WHOOO HOOOOOOOOO Syndi and I talked about him lots on Friday..............so glad you got bit by the pony bug................


----------



## PrestigeMiniHorses (Aug 26, 2007)

Oh Congrats Nikki! He's something thats for sure. Very special horse I would say. I can't wait to get a pony someday.



Enjoy your lil man


----------



## mininik (Aug 26, 2007)

Today was BG's second walk into downtown Naches. Would you believe he went INTO a tavern, behind their bar and had a photo shoot with the patrons? I just love his personality! He watches me to be sure everything's okay. When we are out getting passed by all sorts of vehicles, barking dogs, kids, etc., he just takes it all in. We're working on him being okay with what's behind him. I've found a great spot to itch right behind his ears. He's got a private paddock and loves his groceries. I plan to get his teeth looked at before winter. Next month we're likely going to show for fun at the local fair. And Lisa, my mom and I were just discussing how cute he'll be as a greying, old pony! LOL


----------



## PrestigeMiniHorses (Aug 28, 2007)

Oh how exciting Nikki...Sounds like hes taken to you quite well.

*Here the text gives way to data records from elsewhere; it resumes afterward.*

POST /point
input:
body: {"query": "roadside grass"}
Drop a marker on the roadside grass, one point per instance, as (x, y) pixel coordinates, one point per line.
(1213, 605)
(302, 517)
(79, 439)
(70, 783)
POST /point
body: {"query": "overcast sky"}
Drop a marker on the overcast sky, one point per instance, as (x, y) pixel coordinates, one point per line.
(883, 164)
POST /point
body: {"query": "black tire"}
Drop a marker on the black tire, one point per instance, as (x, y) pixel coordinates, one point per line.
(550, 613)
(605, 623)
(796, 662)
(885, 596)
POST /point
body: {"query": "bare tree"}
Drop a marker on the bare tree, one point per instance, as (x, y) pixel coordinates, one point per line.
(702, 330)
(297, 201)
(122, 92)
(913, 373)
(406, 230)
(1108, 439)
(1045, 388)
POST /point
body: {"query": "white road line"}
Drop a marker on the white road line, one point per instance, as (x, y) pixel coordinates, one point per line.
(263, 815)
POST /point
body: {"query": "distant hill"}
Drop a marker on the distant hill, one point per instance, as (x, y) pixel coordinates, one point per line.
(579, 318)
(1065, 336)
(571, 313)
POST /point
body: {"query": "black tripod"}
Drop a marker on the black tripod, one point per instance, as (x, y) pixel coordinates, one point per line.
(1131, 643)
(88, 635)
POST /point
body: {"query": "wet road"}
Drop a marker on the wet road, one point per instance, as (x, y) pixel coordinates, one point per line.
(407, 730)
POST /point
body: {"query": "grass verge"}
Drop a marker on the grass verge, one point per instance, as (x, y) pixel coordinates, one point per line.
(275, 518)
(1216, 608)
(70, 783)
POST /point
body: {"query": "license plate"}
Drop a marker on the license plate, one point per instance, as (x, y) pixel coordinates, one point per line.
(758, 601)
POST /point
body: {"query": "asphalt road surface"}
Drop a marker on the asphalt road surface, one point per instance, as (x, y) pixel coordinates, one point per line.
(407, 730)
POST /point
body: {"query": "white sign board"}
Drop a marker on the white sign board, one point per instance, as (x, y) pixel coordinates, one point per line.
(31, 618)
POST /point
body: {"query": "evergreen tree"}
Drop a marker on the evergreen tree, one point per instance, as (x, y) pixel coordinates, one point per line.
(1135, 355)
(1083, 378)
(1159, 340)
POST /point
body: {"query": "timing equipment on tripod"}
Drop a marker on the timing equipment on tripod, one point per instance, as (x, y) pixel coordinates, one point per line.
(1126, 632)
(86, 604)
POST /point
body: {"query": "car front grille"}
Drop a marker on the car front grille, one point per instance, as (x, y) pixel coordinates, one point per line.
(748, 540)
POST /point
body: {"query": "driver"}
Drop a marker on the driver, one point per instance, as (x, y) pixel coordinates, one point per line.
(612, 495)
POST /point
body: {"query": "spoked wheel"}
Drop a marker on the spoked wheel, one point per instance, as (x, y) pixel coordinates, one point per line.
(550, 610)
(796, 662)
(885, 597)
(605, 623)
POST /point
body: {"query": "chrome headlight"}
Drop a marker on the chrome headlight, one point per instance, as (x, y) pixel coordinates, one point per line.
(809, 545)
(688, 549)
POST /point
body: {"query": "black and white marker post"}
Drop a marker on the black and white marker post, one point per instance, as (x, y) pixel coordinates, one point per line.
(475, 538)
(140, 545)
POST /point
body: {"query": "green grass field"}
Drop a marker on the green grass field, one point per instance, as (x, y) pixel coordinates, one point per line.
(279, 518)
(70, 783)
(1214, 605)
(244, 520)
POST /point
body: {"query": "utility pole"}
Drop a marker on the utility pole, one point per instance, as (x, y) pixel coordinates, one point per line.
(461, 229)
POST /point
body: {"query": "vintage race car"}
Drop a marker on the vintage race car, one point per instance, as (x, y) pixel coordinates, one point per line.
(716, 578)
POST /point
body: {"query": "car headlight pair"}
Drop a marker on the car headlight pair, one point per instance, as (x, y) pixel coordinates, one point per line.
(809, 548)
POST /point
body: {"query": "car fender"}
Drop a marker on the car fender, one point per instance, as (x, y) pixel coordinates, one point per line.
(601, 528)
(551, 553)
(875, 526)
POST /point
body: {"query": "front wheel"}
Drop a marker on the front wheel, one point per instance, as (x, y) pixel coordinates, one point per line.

Glad to hear that you have a buddy now.


----------



## Jag and Inti's Mom (Sep 19, 2007)

Hi I read your post and noted you identified HauledRight Equine Transport as the carrier. I may need to use a transport service in the near future, so could you email me and let me know how to get a hold of them and how well you liked them. Thanks. Nancy Katz [email protected]



mininik said:


> I can't thank Jennifer Radoi of Sweet Opal Miniatures enough for my Classic Shetland gelding, JC's Blaze Of Glory. BG arrived this week from southern California, many thanks to HauledRight Equine Transport. Dreams really DO come true!


----------